What is a buyer's rebate

What is a buyer's rebate Buying a home will most likely be the biggest purchase of your life!   In addition to the cost of the home, you have inspections, closing costs, and that “admin fee” that brokerages try to charge you (we have yet to get a legitimate answer from anyone as to why this fee exists).  While there are a lot of costs associated with your home purchase, did you know that there is a way to get some money returned to you?  It is called a buyer’s rebate (or buyer’s refund), and it is paid back to you from your agents earned commission.

You would think that buyer’s rebates are uncommon since they are typically not discussed unless you, the client, bring it up.  However, buyer’s rebates are legal in 40 states (sorry Alabama, Alaska, Kansas, Louisiana, Mississippi, Missouri, Oklahoma, Oregon, Tennessee, and in most cases, Iowa).  In states where rebates are legal, some newer brokerages are starting to make buyer’s rebates or refunds a standard part of their agreement.  

So how do buyer rebates work, and how do you ask for one?  

We talked with our friends at HomeOpenly to get a clear breakdown of how a rebate or refund works, when to ask for it, and the best way to negotiate one.

What is a buyer’s rebate or a buyer’s refund?

A buyer’s rebate is the exact same thing as a buyer’s refund, stated differently. A buyer’s rebate is negotiated as the percentage of the commission to be refunded to the client, and buyers refund is the dollar amount. The reason why the buyer’s rebate is often quoted as a percentage is that it is difficult to predict the exact commission amount buyer’s agent will collect after the transaction is closed.

A refund is the only mechanism available to buyers to negotiate commission savings. Asking for a rebate or refund can help buyers receive thousands in fees back from their real estate agent.

When do you negotiate a buyer’s refund?

It is essential to know that as a home buyer, your window to negotiate a buyer’s refund with a real estate agent is before entering into a representation agreement. Once the representation agreement is signed, it is unlikely that your agent will be willing to re-negotiate for a reduction of their fee.

How can I best negotiate a buyer’s refund?

The most important thing to remember when searching for a buyer’s agent is that referral platforms (learn more about them here) cost agents money and even cut into their commission earned when you purchase a home.  It will be harder for an agent to agree to a refund for you when they already have to pay 20% to 40% of their earned commission back to a referral company.  In addition to loosing negotiating power, your personal information could be sold by the referral platform to additional third parties without your knowledge (which is hidden in their terms). 
The best way to avoid referral platforms is to contact the agent directly on their personal website or their social pages.  

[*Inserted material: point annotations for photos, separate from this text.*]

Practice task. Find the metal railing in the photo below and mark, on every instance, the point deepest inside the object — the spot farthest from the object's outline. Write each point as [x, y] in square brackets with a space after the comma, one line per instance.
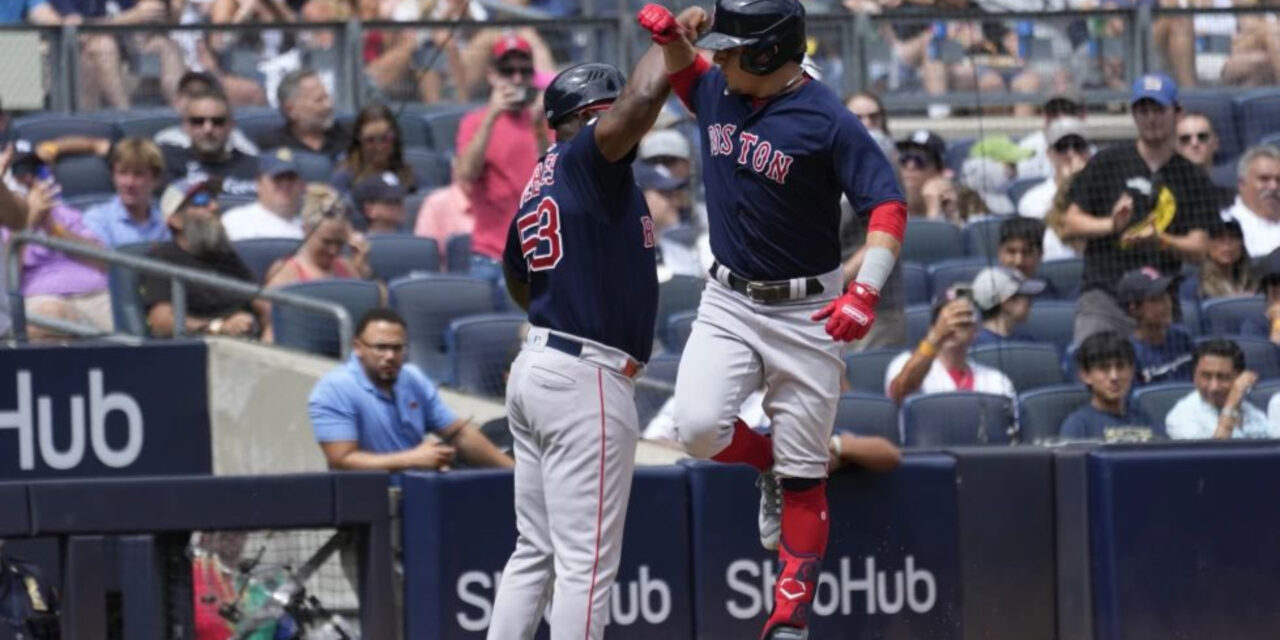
[179, 278]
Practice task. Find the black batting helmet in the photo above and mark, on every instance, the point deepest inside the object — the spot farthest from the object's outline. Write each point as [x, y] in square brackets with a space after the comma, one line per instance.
[581, 86]
[772, 31]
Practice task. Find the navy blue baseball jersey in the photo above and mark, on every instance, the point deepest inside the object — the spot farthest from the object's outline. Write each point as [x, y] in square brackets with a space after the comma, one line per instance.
[584, 241]
[775, 173]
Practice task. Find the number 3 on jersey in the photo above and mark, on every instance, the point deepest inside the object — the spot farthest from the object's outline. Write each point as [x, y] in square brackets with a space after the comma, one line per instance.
[539, 236]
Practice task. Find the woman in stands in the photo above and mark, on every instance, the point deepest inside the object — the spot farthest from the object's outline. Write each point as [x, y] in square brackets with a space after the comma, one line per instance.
[375, 147]
[328, 236]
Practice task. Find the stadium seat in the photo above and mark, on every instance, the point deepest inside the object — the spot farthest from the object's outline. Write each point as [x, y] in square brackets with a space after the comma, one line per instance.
[931, 241]
[429, 304]
[959, 270]
[481, 350]
[127, 310]
[1051, 321]
[982, 237]
[1260, 355]
[867, 415]
[457, 254]
[915, 283]
[680, 293]
[433, 167]
[1028, 365]
[260, 254]
[39, 128]
[865, 369]
[83, 174]
[958, 419]
[314, 332]
[1064, 274]
[394, 256]
[1224, 316]
[1156, 400]
[1042, 411]
[679, 327]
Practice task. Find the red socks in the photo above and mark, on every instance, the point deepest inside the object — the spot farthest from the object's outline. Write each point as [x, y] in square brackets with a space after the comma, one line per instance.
[805, 525]
[748, 447]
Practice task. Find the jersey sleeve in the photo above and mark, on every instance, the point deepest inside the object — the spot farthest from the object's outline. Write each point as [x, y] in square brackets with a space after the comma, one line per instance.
[864, 173]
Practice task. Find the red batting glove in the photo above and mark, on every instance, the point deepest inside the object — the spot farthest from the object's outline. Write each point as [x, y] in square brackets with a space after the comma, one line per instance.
[851, 315]
[659, 22]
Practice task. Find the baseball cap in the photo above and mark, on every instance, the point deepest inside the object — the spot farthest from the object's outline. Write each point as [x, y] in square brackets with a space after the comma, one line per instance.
[664, 142]
[278, 163]
[657, 177]
[995, 284]
[510, 44]
[1001, 149]
[928, 141]
[384, 187]
[1064, 127]
[1155, 86]
[1141, 284]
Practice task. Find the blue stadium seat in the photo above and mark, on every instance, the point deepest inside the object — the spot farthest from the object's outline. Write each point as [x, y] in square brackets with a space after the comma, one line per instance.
[1260, 355]
[915, 283]
[956, 270]
[931, 241]
[429, 304]
[867, 415]
[127, 310]
[865, 369]
[1065, 275]
[679, 327]
[1224, 316]
[457, 254]
[1221, 110]
[982, 237]
[1028, 365]
[314, 332]
[1042, 411]
[1051, 321]
[83, 174]
[39, 128]
[394, 256]
[958, 419]
[1156, 400]
[433, 167]
[260, 254]
[481, 350]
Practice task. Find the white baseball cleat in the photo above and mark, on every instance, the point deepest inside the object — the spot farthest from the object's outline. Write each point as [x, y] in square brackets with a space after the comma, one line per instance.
[771, 510]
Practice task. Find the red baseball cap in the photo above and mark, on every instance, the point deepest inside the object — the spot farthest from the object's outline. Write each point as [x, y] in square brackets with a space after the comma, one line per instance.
[511, 42]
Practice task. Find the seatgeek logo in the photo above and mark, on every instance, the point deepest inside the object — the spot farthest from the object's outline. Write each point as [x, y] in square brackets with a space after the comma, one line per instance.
[840, 592]
[644, 599]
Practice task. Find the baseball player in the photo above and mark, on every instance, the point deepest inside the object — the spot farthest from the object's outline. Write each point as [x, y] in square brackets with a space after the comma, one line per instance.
[580, 257]
[778, 150]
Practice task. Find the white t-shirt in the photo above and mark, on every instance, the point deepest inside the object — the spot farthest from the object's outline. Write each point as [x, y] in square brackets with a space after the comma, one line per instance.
[1261, 236]
[938, 380]
[254, 220]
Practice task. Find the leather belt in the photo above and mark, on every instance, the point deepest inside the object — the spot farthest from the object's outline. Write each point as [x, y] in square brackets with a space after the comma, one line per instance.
[767, 292]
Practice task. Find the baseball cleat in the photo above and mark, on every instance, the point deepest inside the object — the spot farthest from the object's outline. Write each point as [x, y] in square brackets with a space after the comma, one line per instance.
[771, 510]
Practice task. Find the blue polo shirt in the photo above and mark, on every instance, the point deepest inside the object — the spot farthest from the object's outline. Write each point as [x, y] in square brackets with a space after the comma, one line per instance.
[347, 406]
[112, 223]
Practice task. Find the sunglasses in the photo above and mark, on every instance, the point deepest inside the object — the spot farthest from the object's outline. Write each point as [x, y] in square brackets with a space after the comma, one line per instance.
[1202, 137]
[199, 120]
[1072, 144]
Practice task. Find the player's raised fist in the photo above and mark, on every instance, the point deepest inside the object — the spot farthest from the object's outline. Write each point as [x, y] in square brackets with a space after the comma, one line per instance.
[659, 22]
[851, 315]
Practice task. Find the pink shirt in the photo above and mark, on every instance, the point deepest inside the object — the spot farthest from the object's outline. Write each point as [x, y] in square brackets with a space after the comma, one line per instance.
[508, 161]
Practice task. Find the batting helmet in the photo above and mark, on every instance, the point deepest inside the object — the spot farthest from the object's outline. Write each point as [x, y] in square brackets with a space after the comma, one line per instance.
[772, 31]
[581, 86]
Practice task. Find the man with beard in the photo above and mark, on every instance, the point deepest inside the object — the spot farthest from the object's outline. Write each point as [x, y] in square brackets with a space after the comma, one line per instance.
[309, 124]
[206, 118]
[200, 242]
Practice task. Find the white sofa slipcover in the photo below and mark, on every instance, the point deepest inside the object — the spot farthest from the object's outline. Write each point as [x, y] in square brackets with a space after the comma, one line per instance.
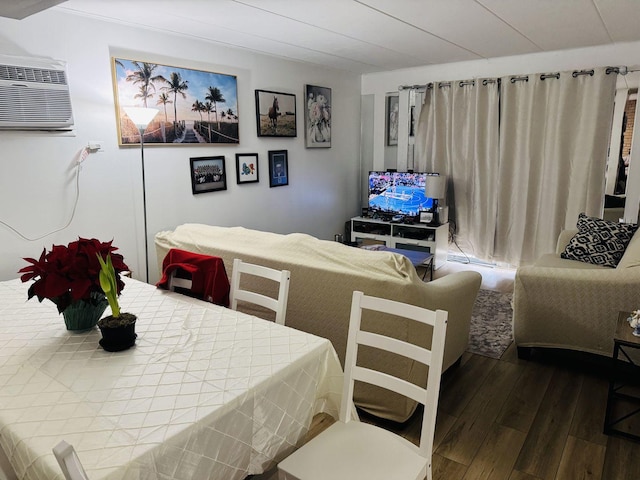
[567, 304]
[324, 275]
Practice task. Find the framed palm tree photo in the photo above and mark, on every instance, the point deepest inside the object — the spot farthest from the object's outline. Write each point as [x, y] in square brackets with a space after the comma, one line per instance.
[208, 174]
[194, 106]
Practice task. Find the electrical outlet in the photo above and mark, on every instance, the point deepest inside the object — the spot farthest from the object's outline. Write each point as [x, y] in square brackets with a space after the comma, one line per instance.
[95, 146]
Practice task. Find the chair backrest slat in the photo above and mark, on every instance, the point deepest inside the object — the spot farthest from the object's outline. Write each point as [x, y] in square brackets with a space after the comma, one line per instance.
[282, 277]
[432, 357]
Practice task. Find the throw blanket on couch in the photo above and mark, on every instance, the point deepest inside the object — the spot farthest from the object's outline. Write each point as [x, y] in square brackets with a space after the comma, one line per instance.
[324, 275]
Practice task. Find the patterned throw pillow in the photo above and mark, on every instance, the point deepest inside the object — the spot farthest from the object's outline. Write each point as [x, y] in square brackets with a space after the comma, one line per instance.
[599, 242]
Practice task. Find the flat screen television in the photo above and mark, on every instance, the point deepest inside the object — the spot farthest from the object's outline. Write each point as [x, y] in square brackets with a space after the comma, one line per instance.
[398, 193]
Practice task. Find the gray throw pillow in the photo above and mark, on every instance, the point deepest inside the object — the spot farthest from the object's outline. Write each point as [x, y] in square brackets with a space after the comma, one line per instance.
[599, 242]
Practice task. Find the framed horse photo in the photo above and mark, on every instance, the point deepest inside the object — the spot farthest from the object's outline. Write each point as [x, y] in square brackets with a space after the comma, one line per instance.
[208, 174]
[275, 114]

Things to be aware of in your contract with your agent:

  • Some buyer refunds require that the agent has to make a certain amount of commission before you get a refund.  
  • All rebates should be from the gross commission, but how you get it will vary based on the brokerage.  Some offer you a check at closing, will others apply your rebate to your closing costs.   
  • Be aware that some brokerages will decrease the amount of your refund if you tour over “x” amount of homes.  
  • Lastly, some brokerages only rebate if your purchase price is over a set amount.  
  • These stipulations are usually hidden somewhere in your written agreement with your agent, so be sure to read the fine print carefully.